Jeden z najpopularniejszych obecnie amerykańskich scenarzystów komiksowych, aż pięciokrotny laureat Nagrody Eisnera. Początkowo publikował w mniejszych wydawnictwach. Z Marvelem związany od roku 2000, kiedy zadebiutował pierwszym numerem serii Ultimate Spider-Man. Komiks okazał się wielkim sukcesem i Bendis kontynuował pracę nad- nim przez ponad dekadę. Oprócz tego wśród jego ważnych prac należy wymienić Daredevila, Alias, Powers, Avengers i New Avengers czy miniserie Tajna Inwazja i Dom M. Obecnie tworzy serie: All-New X-Men i Guardians of the Galaxy (Strażnicy Galaktyki).http://www.jinxworld.com/
Jak tylko w opisywanej historii pojawiają się postacie typu Magneto albo Doktor Strange czy Hulk to już wiem, że to nie moje klimaty. A dlaczego? Ponieważ wiąże się to z jakąś odrealnioną konfrontacją, typu zagłada wszechświata, albo co najmniej Nowego Jorku. I właśnie z tym mamy do czynienia, a przy okazji... "ginie" sam Spider-Man. Oczywiście "ginie" daję w cudzysłowie, ponieważ nie chce mi się wierzyć, że stałoby się to w tak trywialny sposób. Na anty-deser pojawiają się jeszcze Avengers próbujący posprzątać ten bałagan. Jest zbyt światowo, za dużo fajerwerków!

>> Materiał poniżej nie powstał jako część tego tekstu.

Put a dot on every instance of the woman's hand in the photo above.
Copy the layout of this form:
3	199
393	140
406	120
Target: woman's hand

Ponadto mocno na siłę wskrzeszono Gwen Stacy i zrobiono z niej Carnage. Zginęła to zginęła, dajcie jej spokój! A, jeszcze bardzo rozczarował mnie zapowiadany Mysterio. Nie dość, że wygląda fatalnie, to w dodatku pojawia się epizodycznie. Na plus mogę natomiast zaliczyć motyw wyrzutów sumienia Johna Jamesa Jamesona, który bijąc się z myślami zdaje sobie sprawę, jak niesprawiedliwie traktował Spider-mana.
Słabo mi się to czytało, a raczej oglądało. Miałem wrażenie, jakbym patrzył na Czarodziejki z Księżyca. Seria Ultimate niepotrzebnie wyewoluowała w stronę quasi mangi. Ponadto chciałem czytać o Spider-Manie, a nie o Avengersach, X-menach i innych tego typu freakach. Tymczasem dostaliśmy mieszańca gatunkowego. Poza sentymentem z dzieciństwa do pajęczaka, z drobnymi wyjątkami (vide Punisher) nie toleruję większości postaci Marvela. Z wiekiem zacząłem dostrzegać przewagę DC.
Z przykrością stwierdzam, że to komiks dla dzieci i wraz z resztą kolekcji Ultimate Spider-Man zapakuję go w strecz, aby poczekał na moje dziecko, kiedy zacznie czytać. Będzie wtedy idealnym targetem, aby się tym zainteresować.